No hace falta explicarle al lector que se acerque a esta tribuna, avezado y atento como de costumbre, que hoy vivimos uno de estos procesos de desmembramiento, auspiciados, como siempre, por ese ente centralista que admite que dicho proceso culmine. El último paso de los millones que hay que dar para llegar a la meta se puede leer hoy en todos los papeles: “La asignatura de Geografía e Historia, obligatoria durante los cuatro cursos de la ESO, tendrá 17 nuevas versiones, una para comunidad autónoma”, leo por ejemplo en el diario El País. Esto supone que, probablemente, en algunas aulas se hablará de Felipe V como ese invasor que destruyó el vergel catalán allá por la guerra de Sucesión, y en otras del primer Borbón como el salvador de una España majestuosa. En algunas aulas se hablará del río Guadalquivir y en otras de la cordillera Cantábrica, excluyéndose ambos mundos dentro de lo que debería ser un marco común.

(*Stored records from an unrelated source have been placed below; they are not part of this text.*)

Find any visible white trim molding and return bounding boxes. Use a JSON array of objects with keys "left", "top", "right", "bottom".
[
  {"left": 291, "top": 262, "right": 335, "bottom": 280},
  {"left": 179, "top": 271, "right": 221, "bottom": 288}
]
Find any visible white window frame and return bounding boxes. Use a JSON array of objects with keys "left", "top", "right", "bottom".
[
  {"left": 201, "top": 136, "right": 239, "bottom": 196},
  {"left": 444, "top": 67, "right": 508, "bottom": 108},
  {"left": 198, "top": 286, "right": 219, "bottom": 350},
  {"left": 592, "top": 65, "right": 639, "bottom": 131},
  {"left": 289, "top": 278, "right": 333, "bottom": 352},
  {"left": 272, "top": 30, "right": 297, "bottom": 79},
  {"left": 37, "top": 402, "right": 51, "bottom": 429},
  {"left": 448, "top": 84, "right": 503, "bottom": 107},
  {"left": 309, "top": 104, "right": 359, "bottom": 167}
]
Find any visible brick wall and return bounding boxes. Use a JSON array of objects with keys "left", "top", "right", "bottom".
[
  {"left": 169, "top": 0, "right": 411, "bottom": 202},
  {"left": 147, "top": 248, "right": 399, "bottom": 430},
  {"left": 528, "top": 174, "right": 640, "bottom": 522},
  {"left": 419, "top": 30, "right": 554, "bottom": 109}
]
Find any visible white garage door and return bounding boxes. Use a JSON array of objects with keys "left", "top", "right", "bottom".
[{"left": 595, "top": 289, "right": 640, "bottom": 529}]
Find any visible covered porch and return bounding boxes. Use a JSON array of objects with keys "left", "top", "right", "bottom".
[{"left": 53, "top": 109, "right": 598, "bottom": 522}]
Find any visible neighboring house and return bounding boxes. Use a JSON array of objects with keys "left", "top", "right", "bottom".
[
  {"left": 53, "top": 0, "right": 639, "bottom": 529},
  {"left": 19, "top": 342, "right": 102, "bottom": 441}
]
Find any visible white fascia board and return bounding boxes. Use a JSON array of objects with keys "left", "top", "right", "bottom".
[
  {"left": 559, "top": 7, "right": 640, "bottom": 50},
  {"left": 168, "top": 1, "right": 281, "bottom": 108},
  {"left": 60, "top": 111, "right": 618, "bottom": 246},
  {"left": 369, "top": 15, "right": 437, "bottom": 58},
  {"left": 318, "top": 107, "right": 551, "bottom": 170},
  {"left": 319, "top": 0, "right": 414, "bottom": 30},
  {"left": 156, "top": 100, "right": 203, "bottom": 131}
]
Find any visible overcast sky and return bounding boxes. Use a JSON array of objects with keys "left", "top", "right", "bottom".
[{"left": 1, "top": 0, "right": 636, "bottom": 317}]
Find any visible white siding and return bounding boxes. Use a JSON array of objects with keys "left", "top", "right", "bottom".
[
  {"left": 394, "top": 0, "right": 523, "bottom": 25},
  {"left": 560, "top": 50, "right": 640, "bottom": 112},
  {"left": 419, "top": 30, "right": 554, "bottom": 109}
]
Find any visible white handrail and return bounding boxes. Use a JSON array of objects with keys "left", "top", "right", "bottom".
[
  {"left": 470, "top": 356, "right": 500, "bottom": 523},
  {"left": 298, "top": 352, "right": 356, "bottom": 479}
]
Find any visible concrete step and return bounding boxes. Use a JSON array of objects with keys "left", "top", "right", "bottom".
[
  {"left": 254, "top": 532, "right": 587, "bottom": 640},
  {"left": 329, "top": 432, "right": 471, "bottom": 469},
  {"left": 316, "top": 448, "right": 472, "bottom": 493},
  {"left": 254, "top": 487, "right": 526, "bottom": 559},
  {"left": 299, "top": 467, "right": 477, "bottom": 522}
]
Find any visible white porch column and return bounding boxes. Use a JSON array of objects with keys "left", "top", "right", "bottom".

Paradójicamente, ese gran pacto del que hablábamos antes, que podemos llamar Transición, afán democrático o lo que prefieran, es el principal artífice de que hayamos llegado a este punto: quiso dar cabida a las identidades que excluyen su propio marco. Ahora bien, la pregunta podría formularse de la siguiente forma: ¿Está en disposición esta sociedad para darle la vuelta a la tortilla? ¿Tiene esta sociedad ese talante setentayochista para remar en la misma dirección? ¿La misma sociedad que humilla la transición con la etiqueta de “régimen”? ¿La misma sociedad que considera a los padres de la Constitución unos fachas malnacidos? Desgraciadamente el desenlace de esta columna no es optimista. No tiene soluciones, salvo elegir con dignidad y lucidez una biblioteca que salve a esos niños de la ignominia política. España se descose, que diría Ortega, como se descose la Historia en diecisiete parches. Diecisiete historias para moldear diecisiete identidades. Diecisiete geografías para generar diecisiete fronteras mentales. Diecisiete pueblos que rompen aquello que un día pudo ser España. Sólo queda apechugar, me temo.